Q1: Is the cartilage induced by the chondrogenic induction medium hyaline cartilage or fibrocartilage?
Theoretically, it is fibrocartilage.
Q2: Is coverslipping required after staining the chondrogenic induction samples?
When assessing results after chondrogenic induction—specifically after staining tissue sections with Alcian Blue to document the outcome—the cells are already dead. Since the samples are generally not used for further applications, coverslipping is not required.
Q3: Can the culture medium still be used if precipitation appears?
If only a small amount of flocculent precipitate is present—typically caused by the precipitation of cholesterol or proteins—the medium can still be used after centrifuging at 400–600 g for 5 minutes and collecting the supernatant. However, if the medium becomes heavily turbid, discolored, or exhibits substantial precipitation, it indicates contamination or degradation; discard it immediately.
Q4: How can I resolve issues where cartilage microspheres fail to form or cells do not aggregate after induction?
Ensure you use culture vessels made of low-adhesion materials. Avoid using cells with high passage numbers, as this diminishes their differentiation potential, and ensure that the cell density is sufficient. Chondrogenic induction requires cells to be cultured as aggregates rather than as an adherent monolayer; therefore, the cells must be centrifuged into a pellet for culture. We recommend using 1.5 × 10⁵ to 2.5 × 10⁵ cells per microsphere.
Q5: Why is the Alcian Blue staining very faint?
Insufficient induction time, improper fixation, or the use of degraded staining solution can all result in faint Alcian Blue staining. Ensure an induction period of at least 21 days, follow proper fixation protocols, and use a fresh Alcian Blue staining solution (pH 2.5).
Q6: What causes significant cell death during the initial stages of induction?
Failure to preheat the culture medium, an excessively high concentration of Dexamethasone, or the mechanical shock caused by abrupt medium changes can all lead to cell death. Before performing any procedures, preheat the culture medium to 37°C, and perform medium changes gently by dispensing the fluid along the inner wall of the culture well.
Q7: Why do the cartilage microspheres become loose, fall apart, or disperse and adhere to the culture vessel surface?

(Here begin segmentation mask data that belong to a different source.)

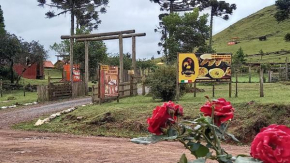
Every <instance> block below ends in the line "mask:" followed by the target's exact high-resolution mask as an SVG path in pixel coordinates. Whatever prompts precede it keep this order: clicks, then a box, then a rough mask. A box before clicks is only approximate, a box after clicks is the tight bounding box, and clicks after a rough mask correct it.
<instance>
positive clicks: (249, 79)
mask: <svg viewBox="0 0 290 163" xmlns="http://www.w3.org/2000/svg"><path fill="white" fill-rule="evenodd" d="M251 82H252V75H251V65H249V83H251Z"/></svg>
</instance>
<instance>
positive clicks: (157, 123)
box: [147, 101, 183, 135]
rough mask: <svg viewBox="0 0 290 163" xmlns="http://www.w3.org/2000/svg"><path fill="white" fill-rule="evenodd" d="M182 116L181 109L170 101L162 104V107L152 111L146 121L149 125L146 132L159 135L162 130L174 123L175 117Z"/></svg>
mask: <svg viewBox="0 0 290 163" xmlns="http://www.w3.org/2000/svg"><path fill="white" fill-rule="evenodd" d="M182 115H183V108H182V107H181V106H179V105H175V104H174V103H173V102H171V101H169V102H167V103H164V104H163V105H162V106H157V107H156V108H155V109H154V110H153V115H152V117H151V118H148V119H147V123H148V124H149V127H148V131H149V132H151V133H153V134H156V135H161V134H162V129H163V128H166V127H167V126H169V125H170V124H172V123H174V122H175V121H176V119H177V116H182Z"/></svg>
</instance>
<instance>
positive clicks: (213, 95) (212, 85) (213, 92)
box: [212, 83, 215, 97]
mask: <svg viewBox="0 0 290 163" xmlns="http://www.w3.org/2000/svg"><path fill="white" fill-rule="evenodd" d="M214 91H215V83H213V84H212V97H214V94H215V92H214Z"/></svg>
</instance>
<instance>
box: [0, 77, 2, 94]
mask: <svg viewBox="0 0 290 163" xmlns="http://www.w3.org/2000/svg"><path fill="white" fill-rule="evenodd" d="M2 85H3V84H2V79H0V94H1V97H3V92H2V90H3V86H2Z"/></svg>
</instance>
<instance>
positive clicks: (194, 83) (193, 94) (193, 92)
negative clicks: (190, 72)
mask: <svg viewBox="0 0 290 163" xmlns="http://www.w3.org/2000/svg"><path fill="white" fill-rule="evenodd" d="M193 89H194V91H193V96H194V97H196V82H194V84H193Z"/></svg>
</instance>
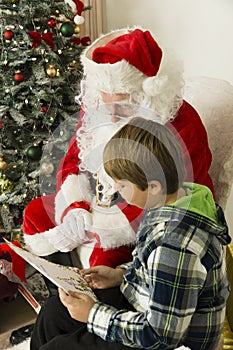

Insufficient centrifugation during the aggregation step, poor cell viability, or overly rough handling can all cause the cartilage microspheres to become loose, disintegrate, or flatten out and adhere to the vessel surface. You can effectively prevent these issues by increasing the centrifugation force used for aggregation, utilizing cells in good physiological condition, and avoiding vigorous pipetting (trituration) of the microspheres.
Q8: Why do the centers of the microspheres appear dark or necrotic?
The darkening and necrosis observed in the centers of the microspheres are caused by excessive microsphere size leading to hypoxia, delayed medium exchange, and nutrient deficiency. To prevent this, the size of the microspheres must be controlled, and the culture medium should be exchanged every 2 to 3 days.